Without a really detailed review in this area, it is of course very difficult to estimate where the peaks are and how long the intervals of the peaks are at all. However, the inclusion of transients is essential for safe operation, because if the manufacturers of power supplies calculate one with a sharp pin, it is the expensive capacitors. In the following overview I have summarized again some values, which caught my eye in all the measurements:

Conclusion

The very short load peaks can be confidently set aside and one should really only think about values that are over one to two milliseconds. By the way, not only because of the possible shutdown of the power supply by a protective mechanism, but also because of the durability. The more hectic such a graphics accelerator sucks on the power supply, the faster the secondary capacitors get into the area of long-term care insurance. Whothen saves in the end is wrongly advised.

Of course, humbug is also something like 100% Japanese capacitors, because even the big Japanese now mostly manufacture in China. So you should first look at a really good power supply review, where the specifications of the secondary circuit are also discussed. Components make the difference, not any (beautiful) measurement curves. If then I would orientate myself to the “normal peak” presented here, maximum still at the maximum interval and hope that the manufacturer has packed reserves on its own.

Poor advice is who calculates narrowly on edge and hopes that it will somehow go well. So Pi times thumbs can actually never hurt 50 to 100 watt reserve. And maybe I’ll build a power supply calculator on the basis of all the measured values. time provided. And what is left for us as a conclusion from the whole story?
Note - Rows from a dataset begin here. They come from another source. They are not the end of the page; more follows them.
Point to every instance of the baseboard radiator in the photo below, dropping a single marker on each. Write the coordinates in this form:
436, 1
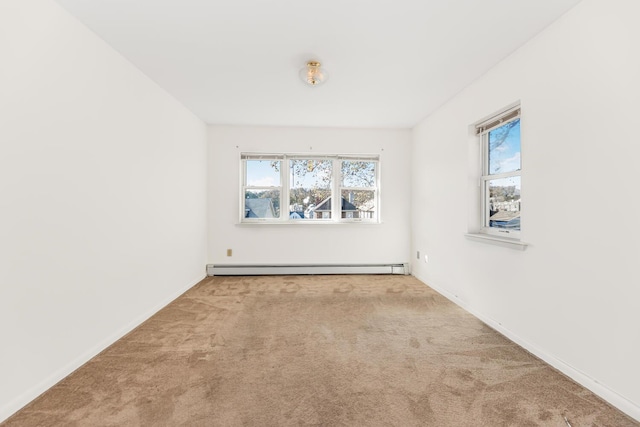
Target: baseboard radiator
266, 270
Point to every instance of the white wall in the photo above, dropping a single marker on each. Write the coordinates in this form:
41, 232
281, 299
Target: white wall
307, 243
102, 197
573, 296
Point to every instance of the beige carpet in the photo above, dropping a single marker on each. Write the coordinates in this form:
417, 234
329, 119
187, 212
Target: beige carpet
316, 350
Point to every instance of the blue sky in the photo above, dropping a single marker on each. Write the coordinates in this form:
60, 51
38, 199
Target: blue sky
260, 173
506, 157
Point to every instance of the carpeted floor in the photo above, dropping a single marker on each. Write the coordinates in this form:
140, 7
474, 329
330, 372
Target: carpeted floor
316, 350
The short-term line recording of current graphics cards is in some cases significantly higher than the average values or what the chip manufacturers describe as Typical Board Power. These values are averages over a rather large interval. Depending on the quality of the secondary side of a power supply, the short load (1 to 10 ms) may be significantly higher.
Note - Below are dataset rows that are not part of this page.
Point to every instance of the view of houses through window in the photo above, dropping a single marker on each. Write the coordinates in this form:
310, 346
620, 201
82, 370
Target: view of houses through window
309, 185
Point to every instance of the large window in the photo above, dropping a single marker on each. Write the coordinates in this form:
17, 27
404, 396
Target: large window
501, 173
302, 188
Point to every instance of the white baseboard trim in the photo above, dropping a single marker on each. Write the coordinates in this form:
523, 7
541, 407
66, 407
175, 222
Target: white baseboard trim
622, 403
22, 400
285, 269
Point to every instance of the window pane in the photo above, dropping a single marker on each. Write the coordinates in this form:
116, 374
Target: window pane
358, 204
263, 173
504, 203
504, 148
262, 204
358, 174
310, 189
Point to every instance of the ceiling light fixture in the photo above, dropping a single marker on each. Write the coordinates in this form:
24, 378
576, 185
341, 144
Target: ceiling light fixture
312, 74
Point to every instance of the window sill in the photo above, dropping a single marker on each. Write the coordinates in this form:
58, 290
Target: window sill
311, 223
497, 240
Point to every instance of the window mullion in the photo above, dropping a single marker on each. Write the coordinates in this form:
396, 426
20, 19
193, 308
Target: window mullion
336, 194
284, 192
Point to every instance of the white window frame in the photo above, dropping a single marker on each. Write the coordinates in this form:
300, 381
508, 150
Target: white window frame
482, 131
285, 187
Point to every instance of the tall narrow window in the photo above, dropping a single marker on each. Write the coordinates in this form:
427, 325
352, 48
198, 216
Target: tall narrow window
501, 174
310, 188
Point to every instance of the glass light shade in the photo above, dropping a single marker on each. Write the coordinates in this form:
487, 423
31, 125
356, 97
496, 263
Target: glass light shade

I would therefore recommend that for power consumption areas of the graphics card between 150 and 200 watts TBP, the margin of the graphics card should be calculated by around 50 watts more and above that for high-end systems from approx. Just add 200 watts for safety and always 100 watts of reserve. This should cover the peculiarities of AMD and Nvidia cards well and you don’t have to spend hours on component control. Most reviews don’t give that away anyway.

As a conclusion of this test, I personally take with me the fact that in the future I will also give readers a power supply design recommendation in the future with my graphics card individual reviews. Without enthusing me as a servant of the power supply industry, but rather as the well-meaning neighbour, who might know better.